10. Silver linings make all the difference in the world

This has been a challenging, and at times, flat-out shitty year — there is no denying that. But throughout all the stumbles, I am grateful for some of the things that have come out of it.

I have met some of my closest SF friends directly and indirectly because of my new status. I reconnected with an ex who, after I informed him of my status, became one of my biggest champions and flew out to see me in that first month. I started doing yoga. I jumped out of a plane. I was featured in a “live commercial” for Pop-Up Magazine. I climbed a mountain. A pretty damn big mountain. I started to break down emotional walls I had built up over the years. I convinced two guys to begin PrEP. I began telling those who I love just how much they mean to me and how thankful I am to have them in my life. And one week ago today, I announced to my immediate support system that I would be doing AIDS LifeCycle in 2017, the 545 mile, 7 day bicycle ride from SF to LA in June to celebrate my one year anniversary. In only seven days, this small group of individuals has left me completely speechless and brought me to tears one last time this year, by managing to raise an unbelievable $7,076, which will go to support the SF AIDS Foundation and LA LGBT Center in their continued commitment to fighting this virus.

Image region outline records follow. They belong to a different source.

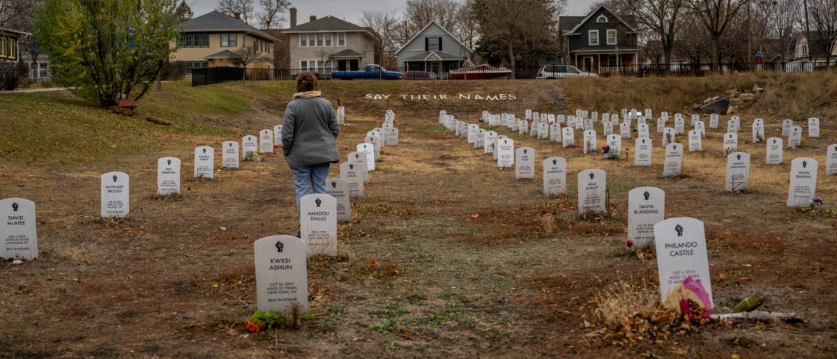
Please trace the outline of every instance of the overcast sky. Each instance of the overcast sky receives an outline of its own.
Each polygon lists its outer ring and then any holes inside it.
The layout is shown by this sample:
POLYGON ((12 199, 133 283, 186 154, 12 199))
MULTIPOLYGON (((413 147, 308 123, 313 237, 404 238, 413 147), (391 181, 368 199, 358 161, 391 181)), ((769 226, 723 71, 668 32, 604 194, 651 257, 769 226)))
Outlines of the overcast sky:
MULTIPOLYGON (((258 1, 253 3, 256 8, 259 7, 258 1)), ((290 0, 290 3, 297 9, 299 23, 307 23, 311 15, 316 15, 317 18, 331 15, 360 24, 361 15, 364 10, 395 10, 396 13, 401 14, 404 11, 407 0, 290 0)), ((186 0, 186 3, 192 8, 195 16, 201 16, 213 11, 218 4, 218 0, 186 0)), ((590 3, 588 0, 567 0, 567 13, 564 15, 586 15, 590 3)), ((285 18, 289 18, 287 13, 285 18)), ((250 23, 254 23, 250 20, 250 23)), ((288 23, 285 21, 283 27, 287 28, 288 23)))

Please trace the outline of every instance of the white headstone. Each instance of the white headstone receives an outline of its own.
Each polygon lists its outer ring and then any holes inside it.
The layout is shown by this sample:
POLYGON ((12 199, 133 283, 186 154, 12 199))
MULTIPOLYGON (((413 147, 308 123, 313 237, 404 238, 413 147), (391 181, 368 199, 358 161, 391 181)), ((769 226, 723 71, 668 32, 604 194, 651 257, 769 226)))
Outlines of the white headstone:
POLYGON ((747 191, 750 182, 750 154, 732 152, 727 156, 727 192, 747 191))
POLYGON ((628 192, 628 240, 631 249, 644 249, 654 240, 654 225, 665 219, 665 192, 640 187, 628 192))
POLYGON ((671 143, 665 146, 665 162, 663 163, 663 177, 680 176, 683 163, 683 145, 671 143))
POLYGON ((293 236, 270 236, 253 244, 258 310, 288 315, 308 310, 306 244, 293 236))
POLYGON ((0 200, 0 258, 28 259, 38 258, 38 228, 35 203, 23 198, 0 200))
POLYGON ((638 138, 634 141, 634 166, 651 166, 650 138, 638 138))
MULTIPOLYGON (((660 295, 665 302, 669 292, 686 278, 701 282, 712 303, 712 285, 709 276, 706 235, 703 222, 680 217, 654 225, 654 244, 660 274, 660 295)), ((714 305, 712 305, 714 306, 714 305)))
POLYGON ((157 195, 180 193, 180 160, 162 157, 157 160, 157 195))
POLYGON ((790 185, 788 187, 788 207, 808 207, 817 192, 817 162, 813 158, 797 158, 790 162, 790 185))
POLYGON ((578 213, 607 212, 607 178, 604 171, 588 169, 578 172, 578 213))
POLYGON ((308 256, 337 255, 337 201, 327 194, 308 194, 300 200, 300 233, 308 256))
POLYGON ((337 203, 337 222, 352 220, 352 206, 349 204, 349 182, 342 178, 326 180, 326 192, 337 203))
POLYGON ((128 175, 124 172, 107 172, 102 175, 101 216, 124 218, 131 212, 128 175))
POLYGON ((515 179, 535 178, 535 150, 520 147, 515 150, 515 179))
POLYGON ((221 144, 221 162, 227 168, 239 168, 239 142, 225 141, 221 144))
POLYGON ((778 165, 782 163, 782 138, 770 137, 768 139, 767 155, 764 163, 768 165, 778 165))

But perhaps most importantly, my new status has in a surprising way helped to repair my relationship with my parents — a relationship that had suffered after my coming out as a gay man over a decade ago. It’s ironic to think that it took another coming out to repair the damage following the first, but then that’s Life, that silly broad.

Individuals often say they wish they could be at their own funeral so that they could hear what their friends and family had to say about them. In a weird way, I’ve been fortunate enough to experience this sentiment at 32. The words of support, love and encouragement from my family, both blood and chosen, have given me the strength to come out (again) today.

On New Year’s Eve 2015, I remember thinking: “I wish I could just fast forward to New Year’s Eve 2016” — and that was before I knew all the other global/political bullshit this year would throw our way. But this has become yet another turning point in my life, one that while painful at times, has brought me to where I am today. And I like that person. So for that alone, thank you 2016.